Le vostre storie

 

Dall'altra parte della strada di Enza Ragusa

La prima volta che lo vidi non avrei saputo che età attribuirgli, così come capita quando l'aspetto di un individuo non rientra nei canoni in base ai quali siamo in grado di classificare un estraneo in due o tre battiti di ciglia.
Un estraneo certamente lo era, e questo aumentò la mia ansia quando lo vidi dirigersi verso la parte più folta del vecchio orto abbandonato, dall'altra parte della strada. Sapevo, per avere sentito e spiato i movimenti del gruppo dei randagi, che una nuova cucciolata era stata accolta là, in una qualche buca sotto il rampicante, ed era sorvegliata a vista alternativamente dai tre maschi del branco.

Un randagio anche lui, l'uomo aveva un modo di guardarsi

indietro ogni tanto che dava ai suoi movimenti un che di furtivo; il passo era spedito, come di chi sa dove sta dirigendosi. Da una estremità del bastone che poggiava sulla sua spalla, pendeva una busta di plastica, ma non si sarebbe detto che, per il fatto di assolvere una funzione così ovviamente innocente, il bastone non avrebbe potuto servire qualunque altro scopo meno pietoso. Come per esempio cacciare la cagnetta marrone che in quel momento armeggiava intorno alla buca dei suoi piccoli.
Il fatto che non ci fosse un motivo apparente per cui avrebbe dovuto picchiarla non mi tranquillizzava affatto: la cattiveria fa bene a meno di una ragione per scatenarsi, e la cagnetta marrone era sempre stata troppo occupata con le sue eterne cucciolate per sviluppare altra forma di difesa che non fosse quella di abbassare testa e orecchie e tenere gli occhi sgranati su chiunque le si avvicinasse, prima di scappare via.

La vedevo a tratti, troppo fitto il cespuglio e troppo indefinito il suo colore contro quello della sterpaglia per non confondersi con essa, ma vedevo chiaramente l'uomo avanzare verso di lei. Non c'era tempo per impedire qualunque cosa incombesse in quel tiepido pomeriggio, non c'era modo di distogliere lo sguardo: qualunque cosa stesse per accadere sarebbe accaduto comunque, così come avviene la maggior parte delle volte, senza che nessuno se ne accorga neanche.
Giunto all'altezza di un grande sasso l'uomo si fermò e vi si sedette sopra, a poca distanza dalla siepe, dopo aver riposto tutto intorno le sue variopinte cianfrusaglie che a tratti ne avevano reso traballante l'andatura: buste, stracci, un ombrello rotto, un vecchio secchio di plastica scolorita. Mi dava le spalle, così che l'unica cosa che riuscii a vedere fu il suo braccio sollevarsi e descrivere un arco tra la sua testa e le sue gambe piegate, e ancora e ancora, come se stesse ripetutamente colpendo qualcosa che teneva sulle ginocchia, ma come, cosa? la cagnetta, i cuccioli? Come poteva aver scelto quel luogo, quel momento per infierire su chi era più indifeso di lui e non altrettanto capace di cattiveria?

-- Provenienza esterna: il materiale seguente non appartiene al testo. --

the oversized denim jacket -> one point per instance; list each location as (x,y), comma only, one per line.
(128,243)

Eppure, non era la stessa parte del mondo quella che dividevano, quella che nessuno reclama, quella che a tutti fa un po' paura?

L'ultimo movimento del braccio terminò più in basso degli altri, come se la sua mano avesse toccato terra. Poi l'uomo reclinò la testa fino a poggiare la guancia sulla spalla e cominciò a ruotare il busto da una parte e dall'altra, con il movimento ritmico di una mamma che culla il suo bimbo. Quasi contemporaneamente, accanto a lui, macchie nere, bianche e marrone iniziarono una danza confusa e scomposta ma gioiosa: musetti, zampette, code impazzite reclamavano per sé un po' dell'attenzione dell'uomo, un po' di posto nel suo abbraccio, qualcuno dei suoi baci.
Non so ancora che età l'uomo abbia, né se il basso riparo di legno marcio e fogli di plastica grigiastra che ha messo insieme sia rifugio solo per i cani o anche per sé, ma so come passa parte del suo tempo: ogni giorno i cani del branco accolgono con movimentate effusioni il suo arrivo e quello delle sue buste magiche chissà dove riempite; lo seguono nella sua visita a piccoli sempre nuovi, si contendono i suoi abbracci e le sue carezze e aspettano pazientemente che si compia puntuale il miracolo di un pasto meno sofferto degli altri. Poi si accucciano a poca distanza da lui finché lui non raccoglie di nuovo le sue cento cose e si avvia verso l'altra estremità dell'orto: allora si alzano e lo scortano fino al cancello sgangherato e lì si fermano, per guardarlo allontanarsi e strappargli con gli occhi la promessa di un ritorno.